Avec du ruban adhésif
Sur cette page Facebook, le document qui a eu le plus de succès est une publication qui explique comment protéger les fenêtres efficacement des explosions avec du ruban adhésif: «Elle a été vue 1,3 million de fois, note Yuliia Katelik. Les réseaux sociaux sont l’outil le plus utilisable et le plus efficace pour diffuser l’information, tout le monde surveille la situation de près via internet».
Une aide humanitaire difficile
En tant qu’organisation humanitaire, la FSD s’implique aussi dans l’aide aux déplacés internes, dans la recherche de médicaments, de vêtements, de carburants et de nourriture dans un contexte de grande pénurie: «Pour acheter les articles nécessaires en quantité nécessaire, nos équipes doivent se déplacer prudemment de magasin en magasin, de pharmacie en pharmacie. Un autre défi concerne la difficulté de retirer de l’argent en espèces. On voit d’énormes files d’attente à proximité des distributeurs automatiques de billets, ainsi qu’à proximité des stations-service, jusqu’à 100 véhicules lorsque le carburant est livré».
Des moyens énormes après le conflit
«Une fois que le conflit sera terminé, il faudra lancer d’urgence et massivement une opération de sensibilisation, prévient Yuliia Katelik. Nous devrons informer les gens très rapidement pour qu’ils puissent reconnaître les menaces et vivre à côté d’elles en toute sécurité, sans être blessés ni souffrir».
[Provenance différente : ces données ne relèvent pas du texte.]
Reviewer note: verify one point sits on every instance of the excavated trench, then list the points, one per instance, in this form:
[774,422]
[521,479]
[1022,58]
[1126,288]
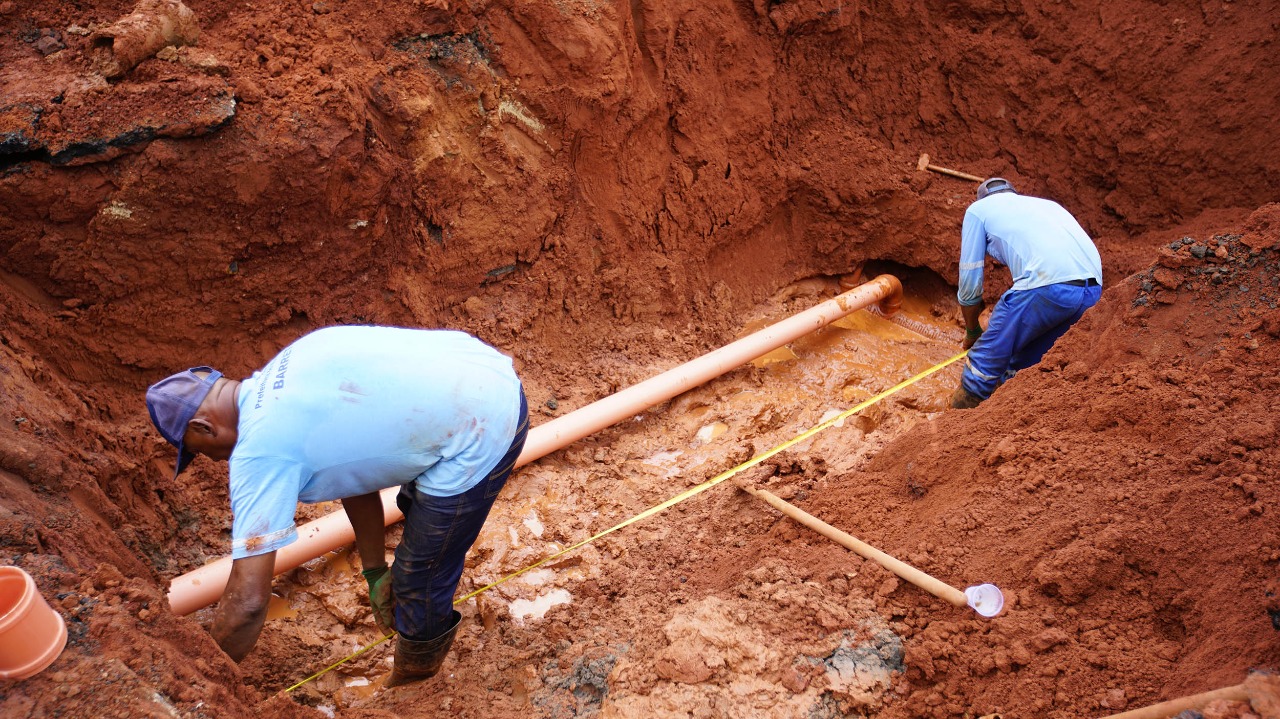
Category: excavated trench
[604,191]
Depuis le début de l’invasion, la FSD cartographie les zones contaminées par la guerre. «Cela servira à visualiser où sont les menaces, explique-t-elle, et à quel type de menaces nous serons confrontés pour hiérarchiser nos enquêtes». Après un minutieux travail, l’étape la plus importante sera évidemment le déminage, la neutralisation des explosifs et des munitions, l’enlèvement physique et l’élimination de ces engins. On en est encore loin… «En observant la situation au jour le jour, on comprend qu’il faudra d’énormes ressources humaines et financières pour le faire» conclut-elle.